Ambrose isn’t good enough to play for Celtic. At least not any more. But he could do with some understanding.

In his book Fever Pitch, Nick Hornby writes about Gus Caesar who Arsenal fans blamed for losing the 1988 League Cup Final to Luton Town. Hornby makes the point that the bold Gus would have best player in his school, boys’ team, the county and then Arsenal’s academy to make it to a Wembley final.

Caesar, who had a spell at Airdrie, wasn’t a bad footballer. He had worked too hard and overcome too many hurdles for anyone to utterly dismiss him and he didn’t, as Ambrose has to do, move to a different continent to make it.

Efe has achieved a lot more than any of us ever will and taken risks most others wouldn’t dare to and, by all accounts, is good bloke. He isn’t a great player, concentration is what other people do, but booing the guy is hardly going to help.

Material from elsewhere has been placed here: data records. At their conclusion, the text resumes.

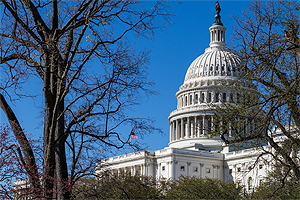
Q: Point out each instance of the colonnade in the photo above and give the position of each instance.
(140, 169)
(190, 127)
(201, 125)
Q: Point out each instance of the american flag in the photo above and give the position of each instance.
(133, 135)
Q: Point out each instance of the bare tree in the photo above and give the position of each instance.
(89, 75)
(267, 38)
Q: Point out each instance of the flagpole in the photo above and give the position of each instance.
(130, 145)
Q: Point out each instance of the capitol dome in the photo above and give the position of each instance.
(215, 61)
(209, 81)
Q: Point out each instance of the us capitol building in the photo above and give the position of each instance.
(209, 81)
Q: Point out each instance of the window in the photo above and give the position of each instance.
(202, 98)
(231, 97)
(224, 97)
(217, 97)
(238, 98)
(195, 169)
(182, 168)
(209, 98)
(250, 183)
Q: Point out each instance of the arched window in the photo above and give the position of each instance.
(185, 100)
(231, 97)
(250, 187)
(224, 97)
(202, 98)
(238, 98)
(217, 97)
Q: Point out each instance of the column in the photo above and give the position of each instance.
(131, 171)
(196, 127)
(171, 132)
(246, 126)
(177, 127)
(188, 170)
(212, 123)
(188, 128)
(142, 169)
(192, 128)
(159, 171)
(201, 169)
(204, 125)
(182, 126)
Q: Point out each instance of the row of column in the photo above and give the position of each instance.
(198, 126)
(190, 127)
(205, 97)
(141, 169)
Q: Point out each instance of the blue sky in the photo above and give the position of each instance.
(172, 51)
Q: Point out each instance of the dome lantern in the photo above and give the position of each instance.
(217, 30)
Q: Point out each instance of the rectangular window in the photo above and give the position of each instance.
(217, 97)
(195, 169)
(224, 97)
(182, 168)
(207, 170)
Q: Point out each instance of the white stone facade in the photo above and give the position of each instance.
(209, 81)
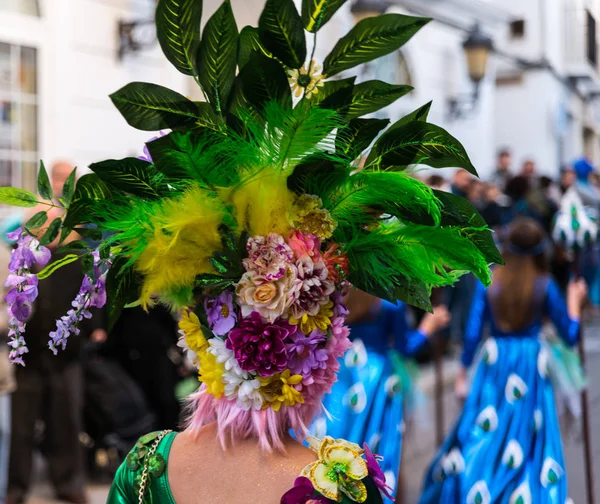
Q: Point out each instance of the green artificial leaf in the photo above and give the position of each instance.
(281, 31)
(178, 32)
(150, 107)
(14, 196)
(263, 80)
(458, 211)
(38, 220)
(131, 175)
(371, 38)
(418, 142)
(371, 96)
(52, 267)
(122, 287)
(249, 42)
(69, 188)
(315, 13)
(217, 57)
(420, 114)
(52, 232)
(44, 186)
(358, 135)
(337, 95)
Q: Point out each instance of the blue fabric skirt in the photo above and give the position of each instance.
(366, 405)
(506, 446)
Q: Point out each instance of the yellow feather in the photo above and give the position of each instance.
(183, 235)
(263, 204)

What would help is if Celtic allow Ambrose to leave for good of his own sanity of nothing else. Bless him.

And another thing…

RANGERS supporters must have been left confused last week when bans were handed out to those identified as having run onto the pitch at the Scottish Cup Final

The club’s head of safety and security David Martin wrote to those detained after the defeat to Hibernian and within the letter said: “Your arrest is a breach of regulations and has brought the reputation of this club into disrepute. Rangers FC has made it abundantly clear it will not tolerate any form of unacceptable behaviour.”

This is in stark contrast to a statement, the second put out by Rangers over that weekend, which seemed to absolve the pitch intruders from serious blame.

It said: "We acknowledge that a tiny minority of Rangers fans also encroached on the pitch but only after having been faced with prolonged and severe provocation and in order to protect our players and officials who were being visibly attacked in front of them. Any club’s supporters would have done the same.”

From doing to what anyone else would have done to not being allowed to follow their team any more. That’s some change of tone.